Something like l_int (e_int? for emulated int?) would be better because
it is shorter and more specific.  Similarly for l_size_t.  You can almost
translate back and forth automatically by adding and removing the prefix,
while there is no way to decode from a generic int32_t back to a foo_t.

> But I do not think it is much worry to expect an arch to appear which have
> sizeof(int) != 4. It is already engraved in stone.

Like long was in 1982.  And the result of fixing that was the long long,
LFS, Linux loff_t and lots of foo64() syscalls in Linux just to support
64-bit off_t.  FreeBSD missed most of this since BSD had a clean "break"
and converted early to 64-bit off_t and made long 64 bits on alpha.

>>> 481	AUE_KILL	NOPROTO	{ int thr_kill2(pid_t pid, long id, int
>>> sig); }
>>
>> Untranslated pid_t depends on pid_t being no larger than int.
>>
>> Untranslated long completely breaks this.

Actually no breakage, especially with NOPROTO, and without NOPROTO there
is only a minor problem with zero-extension.  It takes a 64-bit type to
break things.

>>> -514	AUE_CAP_NEW	NOPROTO	{ int cap_new(int fd, u_int64_t rights); }
>>> +514	AUE_CAP_NEW	NOPROTO	{ int cap_new(int fd, uint64_t rights); }
>>
>> Broken, assuming that all the other spittings into 2 uint32_t's are needed.
>> ..
> Yes, this is broken.
> I added Robert and Jonathan to Cc:.

We only found this 64-bit type for freebsd32.

>> These bugs are easiest to fix in the Linux syscall.master's since the
>> bugs are mostly already avoided using l_foo_t.  In amd64/linux32/
>> syscalls.master, I only noticed the following ones:
>> ...
>> % 193	AUE_TRUNCATE	STD	{ int linux_truncate64(char *path, \
>> % 				    l_loff_t length); }
>> % 194	AUE_FTRUNCATE	STD	{ int linux_ftruncate64(l_uint fd, \
>> % 				    l_loff_t length); }
>>
>> How can this work?  I was going to say that the splitting up of the 64-bit
>> args in compat/freebsd32/syscalls.master was unnecessary because it is
>> apparently not needed here.  Then I misread this as doing the splitting.
>> But it doesn't.  Similarly later in this file.

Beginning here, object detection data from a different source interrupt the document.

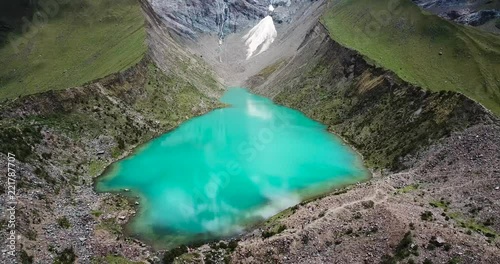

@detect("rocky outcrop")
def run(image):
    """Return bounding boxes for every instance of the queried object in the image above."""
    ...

[413,0,500,32]
[151,0,318,37]
[249,25,494,170]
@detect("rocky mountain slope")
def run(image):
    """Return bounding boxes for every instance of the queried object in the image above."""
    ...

[0,0,500,263]
[413,0,500,33]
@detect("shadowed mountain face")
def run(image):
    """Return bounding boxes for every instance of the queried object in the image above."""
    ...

[0,0,36,45]
[413,0,500,32]
[147,0,311,37]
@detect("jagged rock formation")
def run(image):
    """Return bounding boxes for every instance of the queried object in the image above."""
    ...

[413,0,500,32]
[0,0,500,263]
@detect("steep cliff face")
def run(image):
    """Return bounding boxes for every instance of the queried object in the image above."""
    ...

[0,58,223,263]
[252,25,493,170]
[0,0,500,263]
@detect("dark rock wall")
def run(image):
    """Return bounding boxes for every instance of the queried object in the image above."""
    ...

[253,25,493,170]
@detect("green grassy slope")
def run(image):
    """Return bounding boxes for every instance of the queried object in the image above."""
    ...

[322,0,500,115]
[0,0,146,98]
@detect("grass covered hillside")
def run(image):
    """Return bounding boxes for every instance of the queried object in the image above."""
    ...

[0,0,146,98]
[322,0,500,115]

I'm now surer that loff_t cannot work.  It gets passed as 2 32-bit registers.
These get interpreted as 64-bit registers and copied to 2 64-bit args.
But the above only describes 1 64-bit args.

However, x86 is little-endian, so many values will work by ignoring the
second register.  All values below 2G will work provided the top bits are
either sign-extended or zero-extended.  All values between 2G and 4G
will work provided the top bits are zero-extended.

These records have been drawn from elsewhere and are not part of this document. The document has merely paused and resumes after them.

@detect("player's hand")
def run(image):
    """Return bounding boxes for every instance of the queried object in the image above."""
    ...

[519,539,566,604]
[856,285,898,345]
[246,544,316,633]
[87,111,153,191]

Negative loff_t's are common for linux_llseek() but not for linux_ltruncate().
And linux_llseek() doesn't have this bug since it is inmplemented almost
correctly bt splitting the arg into "l_ulong ohigh, l_ulong olow" (is this
big-endian order really correct?!).  linux_llseek() claims to retun int
instead of the 64-bit offset, and that is correct since the offset is
returned indirectly.  But linux_lseek() also claims to return int instead
of l_off_t.  That is bogus but works.

Here is the complete list of syscalls with buggy loff_t's from linux32:

% 180	AUE_PREAD	STD	{ int linux_pread(l_uint fd, char *buf, \
% 				    l_size_t nbyte, l_loff_t offset); }
% 181	AUE_PWRITE	STD	{ int linux_pwrite(l_uint fd, char *buf, \
% 				    l_size_t nbyte, l_loff_t offset); }
% 193	AUE_TRUNCATE	STD	{ int linux_truncate64(char *path, \
% 				    l_loff_t length); }
% 194	AUE_FTRUNCATE	STD	{ int linux_ftruncate64(l_uint fd, \
% 				    l_loff_t length); }

WHen there is only 1 loff_t arg and it is the last one, it won't mess up
the other args.  But what about loff_t apparently being in big-endian
order for linux_llseek().  I guess the order is actually little-endian,
but the order is reversed by allocation of the 2 halves in registers.

% 250	AUE_NULL	STD	{ int linux_fadvise64(int fd, l_loff_t offset, \
% 					l_size_t len, int advice); }
% 272	AUE_NULL	STD	{ int linux_fadvise64_64(int fd, \
% 					l_loff_t offset, l_loff_t len, \
% 					int advice); }

Now the loff_t's are in the middle of the args, and/or there are 2 of them,
so later args are messed up.

I didn't quote the whole thing, but its still a 17K reply, sorry.